15 in a Row


This week I have listened to fifteen sermons. No, I have not been at a very long church service, nor have I been glued to online services. Rather I have been listening to student preachers give their brief final term sermons. It has been an interesting experience, that has been followed by preaching a sermon of my own today.


Have you heard a good sermon lately? Listening to so many sermons made me think about what makes a good sermon.


Using the following criteria, we use for assessing sermons, I suggest the following five things.


1. A good sermon is biblical. I would expect to see a meaningful interaction with the biblical text. This can come in a variety of forms. A sermon on a whole book, verse by verse exposition of a passage, a sermon on one text, or a topical sermon that uses a variety of texts. What I am looking for is not uniformity in style but an attitude in the preacher that makes it plain that Scripture is the controlling factor in the sermon.


2. A good sermon is theological. Is the sermon communicating a message that reflects core beliefs of the Christian faith?


3. A good sermon is contemporary. Sermons are not history lessons, or academic essays, they should communicate with relevance to our present context.

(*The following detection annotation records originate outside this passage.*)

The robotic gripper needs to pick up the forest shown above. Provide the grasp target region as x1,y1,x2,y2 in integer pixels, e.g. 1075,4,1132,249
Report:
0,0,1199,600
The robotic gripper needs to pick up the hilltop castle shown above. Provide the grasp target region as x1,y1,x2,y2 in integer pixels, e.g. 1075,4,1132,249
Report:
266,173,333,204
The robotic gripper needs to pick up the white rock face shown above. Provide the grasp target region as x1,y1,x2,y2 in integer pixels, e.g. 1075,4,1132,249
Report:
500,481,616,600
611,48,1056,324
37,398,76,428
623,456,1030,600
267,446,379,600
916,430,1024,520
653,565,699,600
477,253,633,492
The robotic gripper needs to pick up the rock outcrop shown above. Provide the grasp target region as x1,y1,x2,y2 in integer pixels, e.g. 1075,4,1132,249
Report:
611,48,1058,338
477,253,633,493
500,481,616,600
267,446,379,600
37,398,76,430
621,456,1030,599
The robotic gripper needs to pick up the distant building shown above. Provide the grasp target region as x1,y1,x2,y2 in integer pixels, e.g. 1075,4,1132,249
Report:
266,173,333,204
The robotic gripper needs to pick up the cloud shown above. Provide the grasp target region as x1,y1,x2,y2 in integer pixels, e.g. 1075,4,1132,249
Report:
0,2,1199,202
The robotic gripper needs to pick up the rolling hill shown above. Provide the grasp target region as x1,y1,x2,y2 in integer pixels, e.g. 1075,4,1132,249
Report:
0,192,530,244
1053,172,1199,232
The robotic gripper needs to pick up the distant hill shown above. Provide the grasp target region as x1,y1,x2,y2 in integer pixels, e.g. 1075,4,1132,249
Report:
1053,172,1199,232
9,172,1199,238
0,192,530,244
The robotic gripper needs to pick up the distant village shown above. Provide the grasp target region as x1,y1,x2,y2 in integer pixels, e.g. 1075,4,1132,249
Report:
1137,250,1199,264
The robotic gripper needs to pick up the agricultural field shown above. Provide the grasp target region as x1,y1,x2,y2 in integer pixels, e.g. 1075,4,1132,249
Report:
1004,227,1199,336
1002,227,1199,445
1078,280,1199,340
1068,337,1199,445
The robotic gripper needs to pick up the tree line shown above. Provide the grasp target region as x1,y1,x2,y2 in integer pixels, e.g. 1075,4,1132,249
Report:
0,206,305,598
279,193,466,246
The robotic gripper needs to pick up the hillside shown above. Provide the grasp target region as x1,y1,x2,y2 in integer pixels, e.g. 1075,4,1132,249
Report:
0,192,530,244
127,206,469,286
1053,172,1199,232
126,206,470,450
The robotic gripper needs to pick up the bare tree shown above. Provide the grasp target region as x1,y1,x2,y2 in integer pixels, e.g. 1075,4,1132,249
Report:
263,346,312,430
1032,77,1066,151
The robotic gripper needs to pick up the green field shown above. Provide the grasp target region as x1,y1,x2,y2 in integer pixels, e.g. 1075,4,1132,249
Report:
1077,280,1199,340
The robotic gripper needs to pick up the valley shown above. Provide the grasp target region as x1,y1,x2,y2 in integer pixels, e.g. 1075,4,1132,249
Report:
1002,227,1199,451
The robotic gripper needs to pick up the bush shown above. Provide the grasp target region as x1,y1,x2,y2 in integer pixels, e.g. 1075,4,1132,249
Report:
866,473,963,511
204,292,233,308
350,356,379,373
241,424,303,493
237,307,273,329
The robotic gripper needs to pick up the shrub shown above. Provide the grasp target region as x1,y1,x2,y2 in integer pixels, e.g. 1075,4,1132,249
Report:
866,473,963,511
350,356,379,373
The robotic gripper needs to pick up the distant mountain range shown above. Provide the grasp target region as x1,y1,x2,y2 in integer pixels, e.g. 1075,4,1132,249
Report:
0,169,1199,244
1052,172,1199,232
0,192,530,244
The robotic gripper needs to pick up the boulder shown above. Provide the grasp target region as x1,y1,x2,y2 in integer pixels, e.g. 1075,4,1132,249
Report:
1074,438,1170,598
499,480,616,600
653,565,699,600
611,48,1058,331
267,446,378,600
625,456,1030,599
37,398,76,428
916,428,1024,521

4. A good sermon has a recognizable structure. There is no set method of doing this. What is needed is a clear sense of the movement of the message that allows a hearer to follow it.


5. A good sermon is a good piece of communication. The preacher has something to say and says it in a way that hearers want to listen.

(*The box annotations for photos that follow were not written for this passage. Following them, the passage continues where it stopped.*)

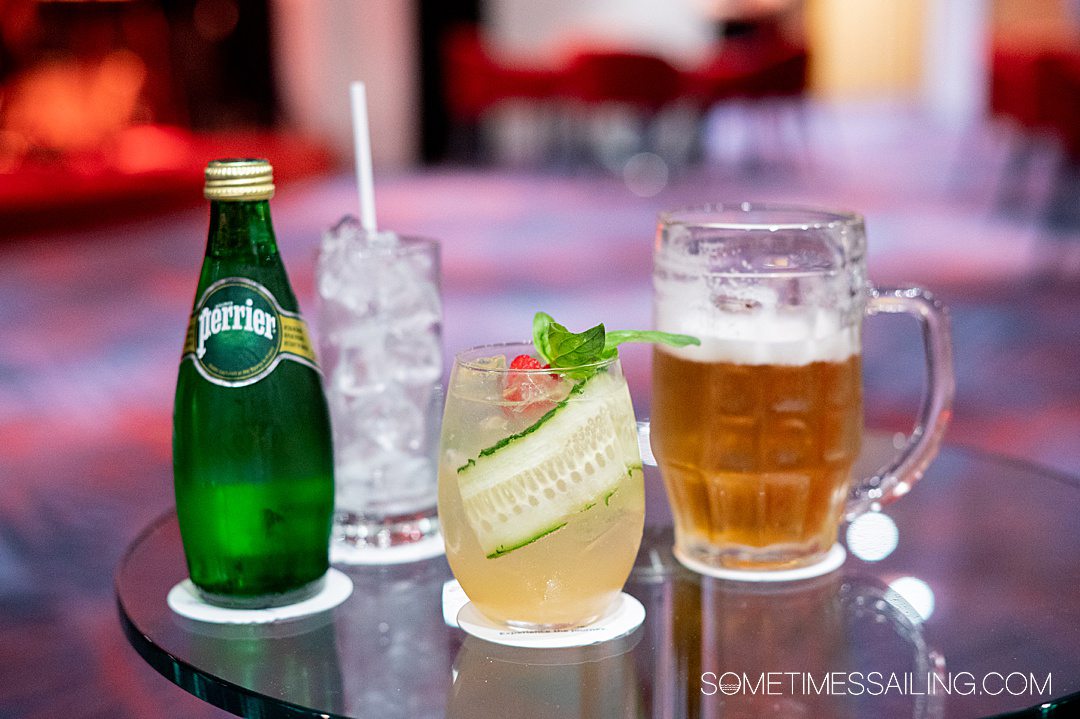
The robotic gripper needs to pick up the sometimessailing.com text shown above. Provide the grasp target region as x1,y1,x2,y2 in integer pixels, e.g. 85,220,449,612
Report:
701,671,1052,696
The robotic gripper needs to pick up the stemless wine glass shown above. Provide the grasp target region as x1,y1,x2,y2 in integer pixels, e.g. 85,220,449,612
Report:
651,203,954,570
438,343,645,628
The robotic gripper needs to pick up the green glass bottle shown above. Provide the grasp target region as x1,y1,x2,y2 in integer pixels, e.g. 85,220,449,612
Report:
173,160,334,608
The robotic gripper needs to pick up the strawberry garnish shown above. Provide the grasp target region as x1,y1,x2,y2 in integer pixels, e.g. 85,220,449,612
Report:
502,354,559,422
510,354,550,369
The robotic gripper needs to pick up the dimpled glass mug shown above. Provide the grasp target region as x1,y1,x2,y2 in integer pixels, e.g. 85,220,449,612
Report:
651,203,954,571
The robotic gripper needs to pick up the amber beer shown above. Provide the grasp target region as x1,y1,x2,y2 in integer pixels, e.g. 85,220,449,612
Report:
652,338,862,569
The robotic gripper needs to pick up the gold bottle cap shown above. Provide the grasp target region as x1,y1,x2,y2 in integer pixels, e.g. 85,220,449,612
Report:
203,160,273,202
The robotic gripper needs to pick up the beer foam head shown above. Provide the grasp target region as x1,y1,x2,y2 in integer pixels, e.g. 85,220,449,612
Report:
656,291,860,366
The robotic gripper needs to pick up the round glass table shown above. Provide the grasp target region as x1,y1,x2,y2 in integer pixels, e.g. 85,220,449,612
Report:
116,435,1080,719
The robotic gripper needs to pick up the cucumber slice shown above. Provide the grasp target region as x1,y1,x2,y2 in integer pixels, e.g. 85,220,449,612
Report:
458,375,640,558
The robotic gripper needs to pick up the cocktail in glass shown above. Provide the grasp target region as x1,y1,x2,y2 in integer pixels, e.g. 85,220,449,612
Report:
438,344,645,628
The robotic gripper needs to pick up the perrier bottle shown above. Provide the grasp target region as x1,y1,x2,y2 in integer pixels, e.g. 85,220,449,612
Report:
173,160,334,607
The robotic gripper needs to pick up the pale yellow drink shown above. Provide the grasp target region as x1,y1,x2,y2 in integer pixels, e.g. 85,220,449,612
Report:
438,345,645,626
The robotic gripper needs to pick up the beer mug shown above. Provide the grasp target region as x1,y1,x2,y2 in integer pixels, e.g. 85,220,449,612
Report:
651,203,954,571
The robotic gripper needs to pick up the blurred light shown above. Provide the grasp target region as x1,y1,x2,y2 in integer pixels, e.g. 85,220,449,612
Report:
848,512,900,561
622,152,667,198
192,0,240,42
889,576,934,622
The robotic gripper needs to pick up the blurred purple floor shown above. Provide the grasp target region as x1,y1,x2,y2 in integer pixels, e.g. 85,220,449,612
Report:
0,103,1080,719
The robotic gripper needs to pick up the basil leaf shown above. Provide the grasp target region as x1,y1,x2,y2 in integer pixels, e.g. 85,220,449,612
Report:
548,323,605,367
532,312,701,380
532,312,566,365
603,329,701,360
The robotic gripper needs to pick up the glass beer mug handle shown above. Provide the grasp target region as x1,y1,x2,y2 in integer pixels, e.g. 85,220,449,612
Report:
846,287,956,521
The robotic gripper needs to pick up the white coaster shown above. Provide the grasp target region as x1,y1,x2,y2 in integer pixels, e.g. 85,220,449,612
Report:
166,568,352,624
674,544,848,582
457,592,645,649
330,532,446,565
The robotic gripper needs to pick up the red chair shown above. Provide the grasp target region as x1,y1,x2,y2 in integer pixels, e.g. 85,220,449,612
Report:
564,52,681,113
443,26,564,123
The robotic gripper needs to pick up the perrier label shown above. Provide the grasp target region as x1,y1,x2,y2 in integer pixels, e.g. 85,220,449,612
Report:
181,277,318,386
173,160,334,607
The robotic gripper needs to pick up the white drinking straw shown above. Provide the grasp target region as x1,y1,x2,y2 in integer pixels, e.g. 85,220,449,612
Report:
349,81,378,234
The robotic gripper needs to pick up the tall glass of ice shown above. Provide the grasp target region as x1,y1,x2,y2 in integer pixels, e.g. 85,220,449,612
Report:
316,218,443,564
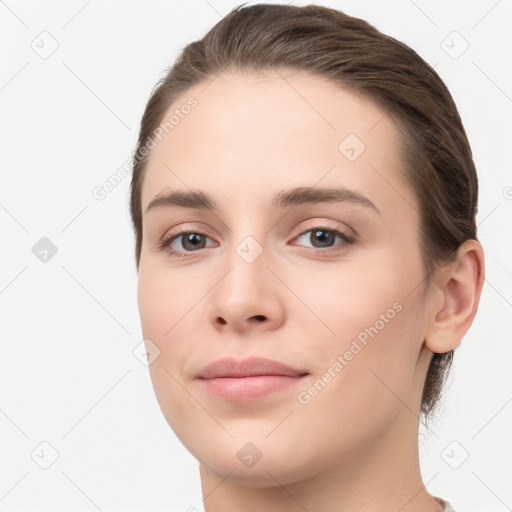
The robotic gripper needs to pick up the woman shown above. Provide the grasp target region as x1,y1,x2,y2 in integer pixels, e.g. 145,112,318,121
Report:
131,5,484,512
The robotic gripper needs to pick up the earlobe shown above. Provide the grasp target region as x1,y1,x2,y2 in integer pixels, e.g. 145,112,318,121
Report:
425,240,485,354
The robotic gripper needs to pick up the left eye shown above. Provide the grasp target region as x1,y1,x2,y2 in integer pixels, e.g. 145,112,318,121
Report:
297,228,354,252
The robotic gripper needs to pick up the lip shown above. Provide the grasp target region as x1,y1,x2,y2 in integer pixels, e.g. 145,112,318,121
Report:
197,357,308,401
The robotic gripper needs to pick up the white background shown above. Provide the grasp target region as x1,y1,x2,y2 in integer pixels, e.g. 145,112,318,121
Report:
0,0,512,512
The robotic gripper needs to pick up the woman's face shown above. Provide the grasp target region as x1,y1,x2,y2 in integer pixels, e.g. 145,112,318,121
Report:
138,73,432,485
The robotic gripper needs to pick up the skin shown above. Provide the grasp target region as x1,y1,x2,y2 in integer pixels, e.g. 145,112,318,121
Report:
138,71,484,512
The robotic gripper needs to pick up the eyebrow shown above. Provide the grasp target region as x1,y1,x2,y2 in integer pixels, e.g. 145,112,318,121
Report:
144,187,380,214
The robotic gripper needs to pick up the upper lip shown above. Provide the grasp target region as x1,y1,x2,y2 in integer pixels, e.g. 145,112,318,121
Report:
198,357,307,379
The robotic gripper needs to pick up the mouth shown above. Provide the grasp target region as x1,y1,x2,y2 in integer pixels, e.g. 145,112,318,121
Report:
197,357,308,401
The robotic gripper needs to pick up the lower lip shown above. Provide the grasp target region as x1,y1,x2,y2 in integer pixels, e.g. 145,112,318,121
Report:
200,375,304,402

A good sermon is always more than the sum of its parts; it could have all of the five features above, yet still fall flat. I want a sermon to retain my attention, show me something fresh, engage my imagination, touch my emotions, and call me to make a response.

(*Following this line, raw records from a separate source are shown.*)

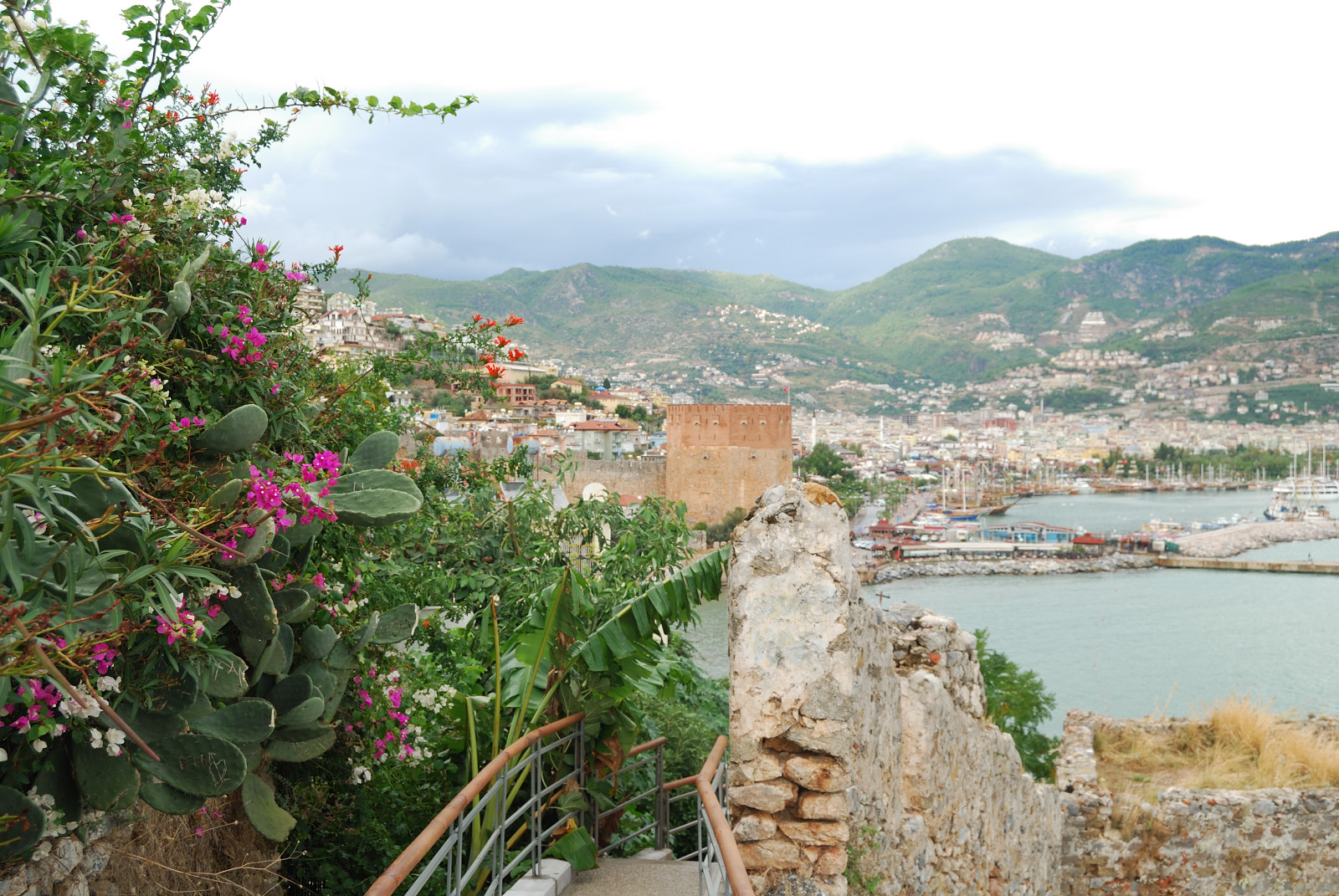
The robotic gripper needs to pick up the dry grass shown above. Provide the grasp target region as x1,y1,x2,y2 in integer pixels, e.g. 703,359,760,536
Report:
99,794,284,896
1093,696,1339,802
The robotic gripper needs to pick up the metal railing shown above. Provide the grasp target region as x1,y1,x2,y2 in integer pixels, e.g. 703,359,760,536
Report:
366,713,585,896
366,713,754,896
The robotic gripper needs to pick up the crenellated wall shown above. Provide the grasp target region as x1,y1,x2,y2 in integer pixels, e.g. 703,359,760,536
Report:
728,486,1060,896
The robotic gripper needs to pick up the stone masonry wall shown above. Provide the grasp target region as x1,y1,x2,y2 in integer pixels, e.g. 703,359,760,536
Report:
546,457,665,501
728,486,1060,896
1055,709,1339,896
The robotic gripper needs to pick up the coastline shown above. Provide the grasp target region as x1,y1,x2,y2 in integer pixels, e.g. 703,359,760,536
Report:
873,521,1339,586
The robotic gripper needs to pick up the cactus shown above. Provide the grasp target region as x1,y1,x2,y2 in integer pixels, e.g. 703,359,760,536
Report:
372,604,418,644
0,786,47,858
272,588,306,616
297,660,337,699
259,624,293,675
190,696,274,743
243,774,297,842
139,781,205,816
279,597,316,626
265,724,335,762
72,743,139,812
326,640,357,669
218,510,277,569
330,470,423,504
201,651,246,698
228,566,279,640
353,609,382,653
131,734,246,805
237,743,265,771
285,520,326,546
196,404,269,457
269,673,320,715
321,668,352,722
331,489,423,526
348,430,400,472
279,696,326,727
303,626,339,659
256,533,290,575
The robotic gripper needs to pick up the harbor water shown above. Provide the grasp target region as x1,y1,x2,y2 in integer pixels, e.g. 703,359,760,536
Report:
688,492,1339,734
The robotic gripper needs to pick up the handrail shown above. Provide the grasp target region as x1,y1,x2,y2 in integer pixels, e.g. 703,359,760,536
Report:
695,734,754,896
623,738,670,760
364,713,583,896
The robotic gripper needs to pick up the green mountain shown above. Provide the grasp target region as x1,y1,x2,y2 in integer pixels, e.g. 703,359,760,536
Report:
326,233,1339,386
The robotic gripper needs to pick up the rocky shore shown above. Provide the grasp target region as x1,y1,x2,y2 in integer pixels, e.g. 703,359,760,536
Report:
875,520,1339,586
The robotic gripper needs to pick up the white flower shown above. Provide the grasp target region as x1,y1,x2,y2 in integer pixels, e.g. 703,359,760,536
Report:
59,684,102,719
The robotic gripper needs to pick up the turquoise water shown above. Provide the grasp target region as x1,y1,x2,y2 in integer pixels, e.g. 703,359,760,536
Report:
688,492,1339,734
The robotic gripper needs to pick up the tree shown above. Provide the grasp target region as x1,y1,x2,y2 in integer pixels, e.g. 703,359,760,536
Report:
972,628,1059,781
795,442,850,479
707,508,748,541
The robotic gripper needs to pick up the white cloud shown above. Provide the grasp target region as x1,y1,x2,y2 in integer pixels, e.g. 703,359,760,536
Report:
58,0,1339,277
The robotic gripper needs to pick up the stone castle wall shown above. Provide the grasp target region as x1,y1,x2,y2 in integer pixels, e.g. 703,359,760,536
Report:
557,404,792,522
728,486,1060,896
1055,709,1339,896
665,404,792,522
546,457,667,501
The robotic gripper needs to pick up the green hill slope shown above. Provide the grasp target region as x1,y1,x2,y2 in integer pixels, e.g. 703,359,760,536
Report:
326,233,1339,381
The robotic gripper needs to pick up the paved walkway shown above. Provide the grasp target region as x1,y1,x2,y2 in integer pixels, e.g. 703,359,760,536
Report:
562,858,698,896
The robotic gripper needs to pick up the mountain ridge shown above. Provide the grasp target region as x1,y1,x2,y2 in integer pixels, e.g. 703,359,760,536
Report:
326,232,1339,381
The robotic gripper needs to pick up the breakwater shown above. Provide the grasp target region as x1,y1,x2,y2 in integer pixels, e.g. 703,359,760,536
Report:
1154,557,1339,576
875,553,1154,584
1176,520,1339,557
862,520,1339,586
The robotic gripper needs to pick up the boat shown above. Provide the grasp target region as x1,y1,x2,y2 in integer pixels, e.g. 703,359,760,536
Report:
1274,475,1339,499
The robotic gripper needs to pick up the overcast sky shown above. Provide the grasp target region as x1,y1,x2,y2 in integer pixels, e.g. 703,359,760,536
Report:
68,0,1339,288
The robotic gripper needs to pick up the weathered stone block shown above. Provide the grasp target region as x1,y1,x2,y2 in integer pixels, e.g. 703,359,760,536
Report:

There is a sense in which sermons that have all the correct components are like rocket on firework night. They contain all the magnificent explosive power that delights the spectators, but nothing is going to happen unless someone lights the blue touch paper. There is a spark that creates a flame. Some sermons simply lack this.


One of the sermons I heard this week was about time. The preacher placed a carriage clock next to him as an object lesson, and them preached a sermon using from Ephesians 5:15-17 as his main text.


The theme of time was woven throughout the sermon in a very skilful way. He did refer to other scriptures, but these were introduced without slowing the pace of the sermon or distracting the hearer.


Praise God for sermons like that. The preacher spoke about time without being tedious, legalistic or moralistic. The sermon made me grateful for the gift of time and exercised about how I use it.